This is an unusual, quaint, slightly hallucinatory book - but since the plot is not "entertaining" by any conventional fiction-writing standard, I can't recommend it as anything more than a historical curiosity. Three stars; neither good nor bad.
Sometimes the language and images are gorgeous, sometimes not. We certainly see the cauldron out of which came 'The Princess and the Goblin' and MacDonald's other more familiar works--the beautiful woman of incredible old age, the healing bath, the fire that does not burn........'Open the eyes of your heart,' he is always urging, 'and see the miracles hidden everywhere.'
The fairies Adonis encounters would not be recognised by Tinkerbell as those of a like breed. The reader gradually discovers that each of them is more a servant of the King assigned to set the aimless wanderer on the path to true manhood.

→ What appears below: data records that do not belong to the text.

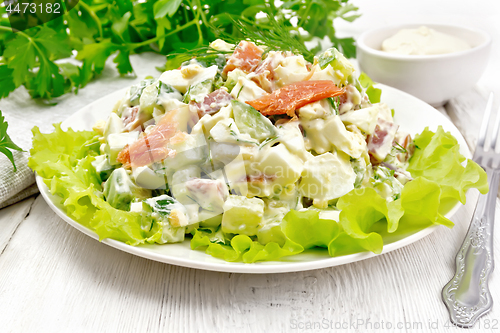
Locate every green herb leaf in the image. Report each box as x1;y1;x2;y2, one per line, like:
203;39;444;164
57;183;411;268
0;111;23;172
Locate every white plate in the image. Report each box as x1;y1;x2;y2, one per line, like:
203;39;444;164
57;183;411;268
36;84;471;273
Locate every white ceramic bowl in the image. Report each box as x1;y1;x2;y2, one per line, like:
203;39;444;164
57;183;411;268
357;24;491;106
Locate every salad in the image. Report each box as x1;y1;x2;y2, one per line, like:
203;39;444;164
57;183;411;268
29;40;488;262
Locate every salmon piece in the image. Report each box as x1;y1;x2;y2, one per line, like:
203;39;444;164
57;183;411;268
246;80;344;117
222;40;264;75
117;110;184;168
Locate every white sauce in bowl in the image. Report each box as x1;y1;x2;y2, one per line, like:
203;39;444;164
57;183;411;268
382;26;471;55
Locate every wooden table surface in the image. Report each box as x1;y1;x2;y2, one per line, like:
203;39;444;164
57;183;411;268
0;0;500;332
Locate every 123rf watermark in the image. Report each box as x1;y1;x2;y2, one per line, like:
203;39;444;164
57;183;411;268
290;318;500;332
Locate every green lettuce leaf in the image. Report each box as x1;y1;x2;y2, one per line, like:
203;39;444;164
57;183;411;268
191;230;304;263
408;126;488;204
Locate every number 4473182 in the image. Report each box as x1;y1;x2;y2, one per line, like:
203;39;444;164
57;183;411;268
5;2;61;15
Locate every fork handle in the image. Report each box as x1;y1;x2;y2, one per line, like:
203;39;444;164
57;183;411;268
443;168;500;327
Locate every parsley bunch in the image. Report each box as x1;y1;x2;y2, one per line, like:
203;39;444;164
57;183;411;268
0;0;359;99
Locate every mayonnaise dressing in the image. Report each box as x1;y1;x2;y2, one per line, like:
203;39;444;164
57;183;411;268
382;26;471;55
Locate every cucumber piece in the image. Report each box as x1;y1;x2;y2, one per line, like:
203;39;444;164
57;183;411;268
92;155;115;183
129;79;153;106
318;47;354;85
184;79;214;103
103;168;151;211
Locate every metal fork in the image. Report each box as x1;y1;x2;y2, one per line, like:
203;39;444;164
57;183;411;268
442;94;500;328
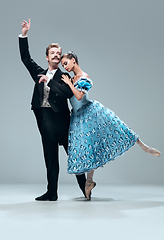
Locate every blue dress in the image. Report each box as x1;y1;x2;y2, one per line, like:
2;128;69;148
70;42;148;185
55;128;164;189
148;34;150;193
67;77;139;174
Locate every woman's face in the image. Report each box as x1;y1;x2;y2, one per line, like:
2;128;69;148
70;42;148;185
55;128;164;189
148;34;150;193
61;57;75;72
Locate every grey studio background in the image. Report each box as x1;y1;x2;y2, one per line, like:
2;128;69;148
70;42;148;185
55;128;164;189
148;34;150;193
0;0;164;184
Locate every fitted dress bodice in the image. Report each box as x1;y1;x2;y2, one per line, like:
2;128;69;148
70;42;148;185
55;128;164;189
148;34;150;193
70;78;92;112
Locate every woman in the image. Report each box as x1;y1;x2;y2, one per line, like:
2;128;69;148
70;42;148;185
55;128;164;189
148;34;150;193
61;52;160;200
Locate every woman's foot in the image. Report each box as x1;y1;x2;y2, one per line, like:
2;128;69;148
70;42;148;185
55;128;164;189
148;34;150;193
143;146;161;157
85;181;96;201
137;139;161;157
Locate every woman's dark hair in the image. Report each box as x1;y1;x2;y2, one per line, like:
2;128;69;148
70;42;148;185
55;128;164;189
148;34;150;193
61;51;79;65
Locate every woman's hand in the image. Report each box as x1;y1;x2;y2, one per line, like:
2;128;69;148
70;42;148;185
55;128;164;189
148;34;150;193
61;74;71;85
38;74;49;83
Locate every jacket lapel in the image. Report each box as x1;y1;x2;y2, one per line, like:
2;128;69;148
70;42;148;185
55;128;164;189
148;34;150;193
53;68;62;82
37;69;48;97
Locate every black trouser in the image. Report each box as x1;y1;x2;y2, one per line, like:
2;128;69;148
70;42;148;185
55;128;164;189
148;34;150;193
33;108;86;197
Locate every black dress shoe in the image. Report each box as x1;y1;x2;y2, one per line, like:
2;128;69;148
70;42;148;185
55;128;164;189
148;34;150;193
35;192;58;201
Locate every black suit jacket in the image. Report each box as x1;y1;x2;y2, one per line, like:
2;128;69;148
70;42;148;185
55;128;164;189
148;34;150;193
19;37;73;112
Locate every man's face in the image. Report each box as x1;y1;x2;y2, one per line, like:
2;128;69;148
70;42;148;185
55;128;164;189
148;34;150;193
46;47;61;64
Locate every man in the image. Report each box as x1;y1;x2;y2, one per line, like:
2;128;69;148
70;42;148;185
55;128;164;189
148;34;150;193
19;19;86;201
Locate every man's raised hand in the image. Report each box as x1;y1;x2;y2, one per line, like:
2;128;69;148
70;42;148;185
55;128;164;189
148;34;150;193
21;19;31;36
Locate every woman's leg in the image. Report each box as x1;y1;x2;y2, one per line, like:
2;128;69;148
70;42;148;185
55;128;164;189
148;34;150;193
136;139;161;157
85;169;96;200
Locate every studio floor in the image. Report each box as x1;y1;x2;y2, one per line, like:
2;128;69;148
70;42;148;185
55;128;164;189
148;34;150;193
0;184;164;240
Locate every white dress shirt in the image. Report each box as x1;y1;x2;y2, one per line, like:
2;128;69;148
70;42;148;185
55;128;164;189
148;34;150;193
41;69;57;107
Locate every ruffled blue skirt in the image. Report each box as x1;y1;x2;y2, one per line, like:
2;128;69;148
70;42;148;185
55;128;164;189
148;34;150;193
67;101;139;174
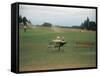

There are likely many reasons why C.S. Lewis would later write of Phantastes that it was the book that baptised his imagination. The reader of this particular MacDonald masterpiece can expect a good dousing.
I found myself struggling at first, not being a regular reader of the fantasy genre. As I read this story, I, like so many have alluded to above, found the story to be a bit uneven, or disjointed. Still, the symbolism of some episoides intrigued me, and kept me going. The more I read, the more enjoyable and delightful it became. Over all the book is very entertaining, and even edifying. I rarely say this about a read, but I was encouraged after reading this book.
There are parts of this book, lines, paragraphs, and even one chapter, where the authors words approach the masterpiece level. His word-craft is superb at moments and should not be missed.